Nick Roughan from [New Zealand post-punk band] The Skeptics was always our sound guy. My dad always had a big issue with that guy: “He just makes you guys so loud that it hurts. You're hurting everybody,” he’d say. We were like, "That's so awesome!" One time, we were playing in this old theater opening for the Yeah Yeah Yeahs and we played so loud that the plaster from the ceiling started falling on the audience. A couple of people got pretty badly hurt. One kid got a massive block of plaster to the head. I don't know if you could do that in the States, you would get sued or somebody would get sued. But we were okay. We went and visited the kid. It was fine.
Another time we played Big Day Out festival and they had this really annoying advertising banner. We were like, "If we play that fucking venue again we’re going to chop that banner down." The night before we played there again, we were like, “We need to grab an axe,” and then someone was like, "Oh my dad's got a chainsaw!" We were figuring out how we were going to get a chain saw on stage, and I was like, "I think once somebody starts a chainsaw, and you walk on stage, no security guard is going to try to stop you."
I wanted to leave the band because of a lot of things—the same shit that make everyone want to leave bands.
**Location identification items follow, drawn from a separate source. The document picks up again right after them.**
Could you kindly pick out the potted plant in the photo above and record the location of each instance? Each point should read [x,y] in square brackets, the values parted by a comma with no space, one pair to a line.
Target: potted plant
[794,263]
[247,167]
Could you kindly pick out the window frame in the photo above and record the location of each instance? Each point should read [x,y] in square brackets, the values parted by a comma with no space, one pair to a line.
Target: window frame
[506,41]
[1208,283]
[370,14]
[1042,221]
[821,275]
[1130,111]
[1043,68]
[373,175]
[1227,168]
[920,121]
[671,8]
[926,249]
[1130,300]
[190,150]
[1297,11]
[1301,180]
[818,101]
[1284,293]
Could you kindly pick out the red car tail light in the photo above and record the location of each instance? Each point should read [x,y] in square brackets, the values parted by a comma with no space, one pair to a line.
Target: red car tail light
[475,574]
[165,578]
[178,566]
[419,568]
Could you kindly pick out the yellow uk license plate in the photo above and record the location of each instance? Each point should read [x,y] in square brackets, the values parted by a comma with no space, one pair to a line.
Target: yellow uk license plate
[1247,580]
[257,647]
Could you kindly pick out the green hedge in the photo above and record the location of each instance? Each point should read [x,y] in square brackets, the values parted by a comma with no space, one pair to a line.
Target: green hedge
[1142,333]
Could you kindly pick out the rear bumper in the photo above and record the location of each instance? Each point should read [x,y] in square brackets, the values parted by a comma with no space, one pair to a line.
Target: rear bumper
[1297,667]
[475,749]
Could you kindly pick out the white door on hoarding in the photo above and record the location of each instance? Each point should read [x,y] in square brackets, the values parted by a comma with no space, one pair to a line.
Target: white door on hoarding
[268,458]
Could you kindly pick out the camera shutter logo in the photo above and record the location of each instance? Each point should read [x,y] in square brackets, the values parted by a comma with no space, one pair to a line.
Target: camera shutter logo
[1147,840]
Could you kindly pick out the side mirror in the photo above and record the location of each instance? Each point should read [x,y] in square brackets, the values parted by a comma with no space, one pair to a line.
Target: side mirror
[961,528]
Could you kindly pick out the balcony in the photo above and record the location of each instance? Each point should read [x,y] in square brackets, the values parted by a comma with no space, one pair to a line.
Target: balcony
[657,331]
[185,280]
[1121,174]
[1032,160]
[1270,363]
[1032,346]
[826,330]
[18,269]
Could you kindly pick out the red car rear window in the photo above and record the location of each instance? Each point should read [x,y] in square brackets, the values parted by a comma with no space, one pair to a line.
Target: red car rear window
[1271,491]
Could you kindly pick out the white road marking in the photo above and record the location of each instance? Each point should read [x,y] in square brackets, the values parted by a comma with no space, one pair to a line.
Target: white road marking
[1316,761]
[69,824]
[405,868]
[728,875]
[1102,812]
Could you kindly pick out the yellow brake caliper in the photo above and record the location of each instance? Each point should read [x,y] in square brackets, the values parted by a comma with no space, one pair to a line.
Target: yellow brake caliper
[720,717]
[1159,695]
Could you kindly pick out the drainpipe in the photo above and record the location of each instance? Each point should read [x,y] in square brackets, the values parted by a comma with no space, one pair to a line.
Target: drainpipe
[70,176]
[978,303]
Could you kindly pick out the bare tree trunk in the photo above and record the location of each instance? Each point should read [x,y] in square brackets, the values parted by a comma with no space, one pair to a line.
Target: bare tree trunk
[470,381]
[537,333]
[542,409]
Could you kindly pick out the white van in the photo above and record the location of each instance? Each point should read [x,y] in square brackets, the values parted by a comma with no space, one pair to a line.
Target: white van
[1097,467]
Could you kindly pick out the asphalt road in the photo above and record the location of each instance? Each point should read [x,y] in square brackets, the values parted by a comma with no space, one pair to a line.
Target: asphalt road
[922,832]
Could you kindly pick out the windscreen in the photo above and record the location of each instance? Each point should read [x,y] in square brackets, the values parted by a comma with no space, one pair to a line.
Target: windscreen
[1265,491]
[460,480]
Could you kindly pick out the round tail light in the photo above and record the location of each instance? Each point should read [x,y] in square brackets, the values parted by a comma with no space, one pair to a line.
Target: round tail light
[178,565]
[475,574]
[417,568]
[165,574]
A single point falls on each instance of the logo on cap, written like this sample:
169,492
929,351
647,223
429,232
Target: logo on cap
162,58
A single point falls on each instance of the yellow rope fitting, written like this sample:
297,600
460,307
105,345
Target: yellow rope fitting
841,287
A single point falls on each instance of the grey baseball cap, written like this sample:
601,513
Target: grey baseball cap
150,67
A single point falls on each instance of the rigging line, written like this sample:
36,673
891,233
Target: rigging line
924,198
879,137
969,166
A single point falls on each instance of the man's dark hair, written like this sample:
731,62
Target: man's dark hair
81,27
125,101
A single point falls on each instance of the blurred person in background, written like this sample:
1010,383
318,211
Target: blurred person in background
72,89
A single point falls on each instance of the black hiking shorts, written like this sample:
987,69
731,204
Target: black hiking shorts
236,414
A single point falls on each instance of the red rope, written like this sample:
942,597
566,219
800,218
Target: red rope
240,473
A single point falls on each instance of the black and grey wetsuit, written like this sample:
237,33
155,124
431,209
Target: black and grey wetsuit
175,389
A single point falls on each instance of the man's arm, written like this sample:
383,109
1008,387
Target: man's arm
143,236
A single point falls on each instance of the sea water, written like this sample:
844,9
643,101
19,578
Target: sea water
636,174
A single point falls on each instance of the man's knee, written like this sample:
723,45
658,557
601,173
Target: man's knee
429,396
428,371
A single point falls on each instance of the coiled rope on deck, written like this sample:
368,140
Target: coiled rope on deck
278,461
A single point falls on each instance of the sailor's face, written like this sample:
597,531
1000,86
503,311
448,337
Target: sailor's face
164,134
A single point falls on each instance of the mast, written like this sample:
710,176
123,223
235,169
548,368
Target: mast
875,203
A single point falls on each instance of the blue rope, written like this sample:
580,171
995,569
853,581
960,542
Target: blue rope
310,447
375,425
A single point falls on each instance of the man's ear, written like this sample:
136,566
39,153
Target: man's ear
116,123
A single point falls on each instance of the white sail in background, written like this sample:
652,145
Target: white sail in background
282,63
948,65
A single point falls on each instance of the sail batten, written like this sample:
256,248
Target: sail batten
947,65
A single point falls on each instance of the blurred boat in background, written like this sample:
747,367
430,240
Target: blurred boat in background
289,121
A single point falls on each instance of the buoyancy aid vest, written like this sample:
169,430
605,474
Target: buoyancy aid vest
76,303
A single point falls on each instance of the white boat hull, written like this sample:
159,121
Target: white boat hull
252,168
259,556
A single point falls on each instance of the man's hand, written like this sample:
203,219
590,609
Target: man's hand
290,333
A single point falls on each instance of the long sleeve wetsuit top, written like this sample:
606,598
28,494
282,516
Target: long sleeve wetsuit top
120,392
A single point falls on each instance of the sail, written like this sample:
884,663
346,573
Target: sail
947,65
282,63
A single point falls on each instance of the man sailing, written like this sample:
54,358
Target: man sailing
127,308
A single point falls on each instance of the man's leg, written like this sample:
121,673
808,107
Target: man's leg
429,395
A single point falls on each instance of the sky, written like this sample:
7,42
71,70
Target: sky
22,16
I had to argue for every fucking idea. I was getting to the point where I would say to Kody, "You should sing it like this," when I was starting to get more involved with soul and R&B. The other guys were like, "What do you mean 'sing it like Whitney Houston?’ What the fuck! We're a punk band!" That's what was so nice about starting Unknown Mortal Orchestra; I got to do exactly what I wanted to do. The other thing was that I wanted to go back to having a peaceful relationship with my brother. We didn't get along after a while, and I wanted to. We just used to hang out all the time, and then all of a sudden we were at each others throats. That's the reason I quit the band in the end.
We played our last show in 2010, but we didn't know it was going to be our last show. I had already told the guys that I was leaving the band, but that wasn't supposed to be our last show. It was obviously going through Kody's mind, and he just flipped out and said "Start your own fucking band." I went back home, got on my computer, pulled the website down, and just put "START YOUR OWN FUCKING BAND" in the middle of the page, which made everybody think it was planned. But it wasn’t. Shit happens.